Ce sélectionneur connaît bien le Sud-Est de la France, soigne son look, a sillonné l’Afrique avec succès… Sébastien Desabre a presque tout d’Hervé Renard. Il a prolongé la comparaison en réussissant l’exploit de mener l’Ouganda en 8es de la CAN.

De la grande délégation de techniciens tricolores en Egypte, c’est lui le plus jeune, et aussi le moins connu dans son pays d’origine. Mais le quadragénaire (42 ans) a beau avoir construit sa carrière sur l’autre rive de la Méditerranée, de la Côte d’Ivoire à l’Angola, ses compatriotes ne sont jamais très loin.Son parcours est d’abord lié à son ami Sébastien Migné, l’entraîneur du Kenya, qui l’a eu sous ses ordres à Mougins, au niveau amateur. « Il fait partie de ma famille. Il n’est pas rare qu’on passe nos vacances ou Noël ensemble », explique à l’AFP ce dernier.

Renard, un ancien équipier de Migné du temps où ils étaient joueurs à Vallauris, ne rôde pas loin: c’est l’emblématique technicien du Maroc, deux fois vainqueur de la CAN, qui l’a aiguillé en 2010 vers son premier poste sur le Continent, à l’ASEC Mimosa d’Abidjan, alors qu’il entraînait Le Cannet-Rocheville au cinquième niveau du football français (CFA2). »On se croise, on se connaît, on s’envoie des messages, on partage. On se souhaite le meilleur », déclare à l’AFP Desabre, qui pourrait rencontrer en quarts le coach à la célèbre chemise blanche, en cas de qualification contre le Sénégal, vendredi au Caire.

Quel chemin parcouru jusque-là! A l’image de l’Ouganda, qu’il a conduit vers sa première phase finale depuis 1978, l’entraîneur natif de la Drôme revient de loin. Après la Côte d’Ivoire, il est passé par Coton sport au Cameroun, l’ES Tunis, le CRD Libolo en Angola, Dubaï, la JS Saoura en Algérie, le Wydad Casablanca puis enfin Ismaily en Egypte.En moins de dix ans, quatre titres de champion, et deux demi-finales de Ligue des champions lui forgent une solide réputation en Afrique et lui ouvrent les portes d’une équipe nationale.

« La suite logique, c’était de connaître la CAN avec une sélection, c’était mon objectif. Je ne peux pas partir de ce continent sans avoir vécu des émotions avec une sélection.

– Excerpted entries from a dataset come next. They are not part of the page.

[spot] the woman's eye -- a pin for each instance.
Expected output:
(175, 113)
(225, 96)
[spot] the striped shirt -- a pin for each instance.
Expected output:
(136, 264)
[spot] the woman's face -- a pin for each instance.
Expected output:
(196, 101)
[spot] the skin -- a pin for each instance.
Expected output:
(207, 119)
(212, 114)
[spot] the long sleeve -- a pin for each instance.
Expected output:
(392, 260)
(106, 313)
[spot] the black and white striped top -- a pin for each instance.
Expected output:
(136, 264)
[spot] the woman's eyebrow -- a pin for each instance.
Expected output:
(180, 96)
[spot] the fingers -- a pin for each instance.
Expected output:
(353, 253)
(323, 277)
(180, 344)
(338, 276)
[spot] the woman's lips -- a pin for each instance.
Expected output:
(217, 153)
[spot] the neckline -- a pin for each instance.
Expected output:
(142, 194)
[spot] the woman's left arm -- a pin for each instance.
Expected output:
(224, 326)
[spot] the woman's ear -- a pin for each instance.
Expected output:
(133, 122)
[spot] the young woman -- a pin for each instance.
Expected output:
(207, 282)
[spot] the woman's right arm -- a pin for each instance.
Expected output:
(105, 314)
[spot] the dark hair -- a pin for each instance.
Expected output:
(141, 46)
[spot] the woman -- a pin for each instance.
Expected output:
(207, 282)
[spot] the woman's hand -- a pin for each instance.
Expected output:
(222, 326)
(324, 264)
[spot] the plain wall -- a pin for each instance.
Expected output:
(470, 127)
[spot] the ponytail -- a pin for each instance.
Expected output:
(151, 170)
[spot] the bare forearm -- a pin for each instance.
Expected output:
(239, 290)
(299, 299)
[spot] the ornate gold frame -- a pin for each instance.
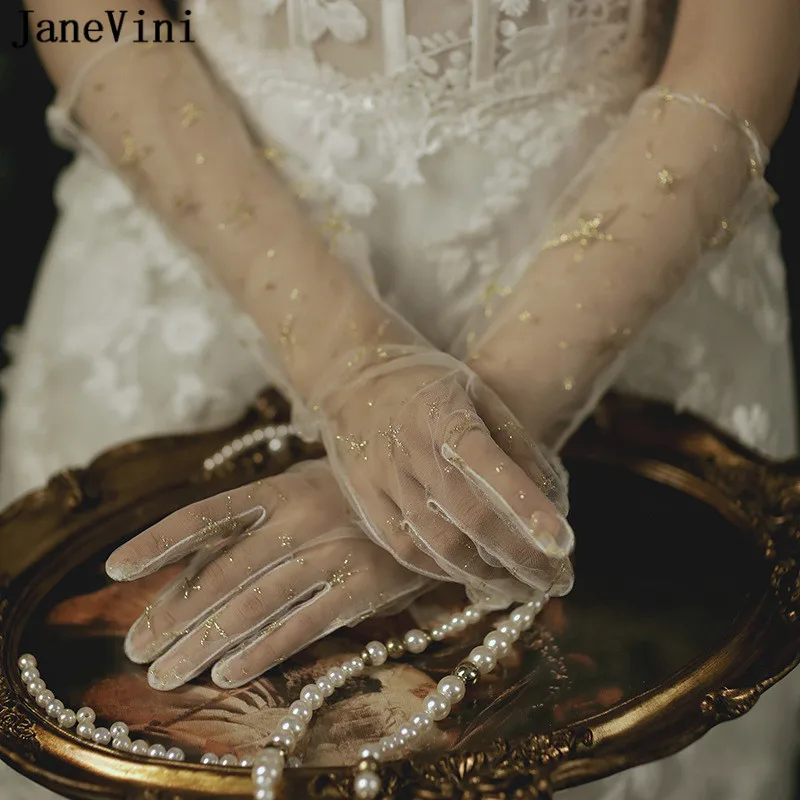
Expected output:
(760, 498)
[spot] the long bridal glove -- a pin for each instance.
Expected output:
(665, 196)
(276, 565)
(442, 474)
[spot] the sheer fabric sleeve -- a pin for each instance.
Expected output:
(663, 197)
(433, 462)
(278, 250)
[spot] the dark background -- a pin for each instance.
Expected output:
(29, 163)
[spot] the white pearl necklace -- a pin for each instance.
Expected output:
(268, 766)
(274, 435)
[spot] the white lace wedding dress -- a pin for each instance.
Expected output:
(432, 122)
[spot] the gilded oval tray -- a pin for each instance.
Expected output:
(684, 613)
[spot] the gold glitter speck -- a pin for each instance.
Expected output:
(190, 114)
(392, 436)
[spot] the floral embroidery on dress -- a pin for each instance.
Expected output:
(341, 18)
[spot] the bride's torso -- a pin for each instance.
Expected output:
(443, 130)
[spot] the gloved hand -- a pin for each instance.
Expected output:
(277, 565)
(442, 475)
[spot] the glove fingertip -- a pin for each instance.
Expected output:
(220, 675)
(121, 569)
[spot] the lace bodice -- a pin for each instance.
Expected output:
(406, 111)
(462, 43)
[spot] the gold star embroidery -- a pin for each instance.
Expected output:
(354, 445)
(392, 436)
(587, 231)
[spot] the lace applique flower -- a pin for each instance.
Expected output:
(751, 424)
(341, 18)
(514, 8)
(186, 331)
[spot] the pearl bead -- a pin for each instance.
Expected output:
(356, 665)
(510, 629)
(366, 786)
(416, 641)
(522, 618)
(27, 662)
(452, 688)
(366, 765)
(336, 677)
(472, 615)
(408, 731)
(292, 725)
(43, 699)
(301, 710)
(395, 648)
(102, 736)
(269, 758)
(370, 751)
(265, 774)
(437, 705)
(67, 718)
(30, 674)
(458, 622)
(498, 643)
(54, 708)
(85, 730)
(468, 673)
(423, 721)
(483, 658)
(377, 653)
(269, 755)
(388, 747)
(311, 695)
(283, 740)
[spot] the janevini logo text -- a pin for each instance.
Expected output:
(113, 26)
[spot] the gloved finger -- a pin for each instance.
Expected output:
(263, 602)
(189, 529)
(197, 593)
(530, 516)
(351, 596)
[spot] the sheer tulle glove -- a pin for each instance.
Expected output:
(442, 474)
(274, 566)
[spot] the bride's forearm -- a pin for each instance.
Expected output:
(679, 180)
(168, 129)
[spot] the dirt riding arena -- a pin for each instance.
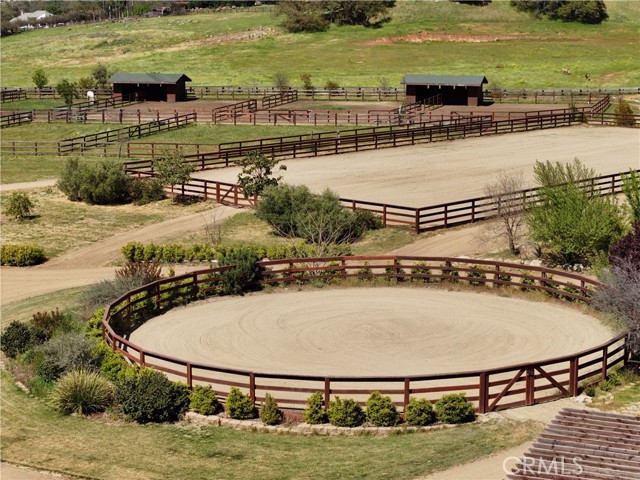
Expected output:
(369, 332)
(435, 173)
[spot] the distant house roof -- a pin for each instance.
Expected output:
(457, 80)
(148, 78)
(37, 15)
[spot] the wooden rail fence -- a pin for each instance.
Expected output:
(491, 389)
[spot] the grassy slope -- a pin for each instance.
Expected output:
(608, 51)
(36, 436)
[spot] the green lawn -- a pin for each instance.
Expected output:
(36, 436)
(535, 58)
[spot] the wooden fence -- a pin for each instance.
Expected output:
(15, 119)
(491, 389)
(280, 98)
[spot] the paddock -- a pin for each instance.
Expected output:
(430, 174)
(369, 332)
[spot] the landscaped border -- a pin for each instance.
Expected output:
(490, 389)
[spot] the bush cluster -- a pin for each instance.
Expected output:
(21, 255)
(147, 395)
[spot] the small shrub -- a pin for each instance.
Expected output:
(381, 411)
(82, 392)
(419, 412)
(21, 255)
(147, 395)
(146, 190)
(203, 400)
(16, 339)
(314, 413)
(345, 413)
(270, 413)
(455, 408)
(19, 206)
(239, 406)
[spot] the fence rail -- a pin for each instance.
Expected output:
(489, 389)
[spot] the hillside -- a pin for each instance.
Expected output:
(248, 47)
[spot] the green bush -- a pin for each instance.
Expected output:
(245, 273)
(82, 392)
(149, 396)
(381, 411)
(66, 352)
(455, 408)
(419, 412)
(22, 255)
(146, 190)
(239, 406)
(19, 206)
(345, 413)
(102, 183)
(203, 400)
(314, 412)
(270, 413)
(16, 339)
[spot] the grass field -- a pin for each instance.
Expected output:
(110, 449)
(533, 57)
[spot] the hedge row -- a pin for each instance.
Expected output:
(179, 253)
(22, 255)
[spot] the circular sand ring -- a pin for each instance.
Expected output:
(399, 341)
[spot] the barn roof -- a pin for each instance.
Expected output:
(584, 444)
(457, 80)
(148, 78)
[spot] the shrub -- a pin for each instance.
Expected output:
(314, 412)
(345, 413)
(455, 408)
(66, 352)
(203, 400)
(148, 396)
(239, 406)
(19, 206)
(146, 190)
(270, 413)
(82, 392)
(245, 273)
(103, 183)
(21, 255)
(419, 412)
(16, 339)
(381, 411)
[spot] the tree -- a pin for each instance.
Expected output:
(257, 173)
(506, 195)
(101, 74)
(171, 169)
(68, 90)
(572, 222)
(19, 206)
(40, 78)
(631, 190)
(582, 11)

La CAN, c’est pour moi la deuxième plus grosse compétition de foot après la Coupe du monde, avec l’Euro. C’est à vivre », souligne-t-il.En Egypte, il a continué à faire parler de lui avec les Grues, en battant notamment la RD Congo (2-0). Son équipe, agressive en défense et capable de vite se projeter en attaque, fait partie des bonnes surprises de la première phase.

« Je ne suis pas surpris par sa réussite, c’est un bosseur, très bien organisé », explique Migné. »Ce qui m’intéresse pour la CAN, c’est de jouer notre chance, pas d’y aller pour défendre. Aussi, montrer qu’on a de bons joueurs et qu’on peut mettre en difficulté n’importe qui », explique-t-il.

« Maintenant que l’objectif de se qualifier a été atteint, on veut rester le plus longtemps possible et profiter du reste du tournoi », a-t-il dit après la dernière journée. Avant le Sénégal, on serait presque tenté de prolonger la comparaison avec Hervé Renard, victorieux à la surprise générale de la CAN-2012 avec la Zambie… « On n’est pas comparable avec la Zambie aujourd’hui. On est en pleine évolution », tempère-t-il. Jusqu’où iront-ils?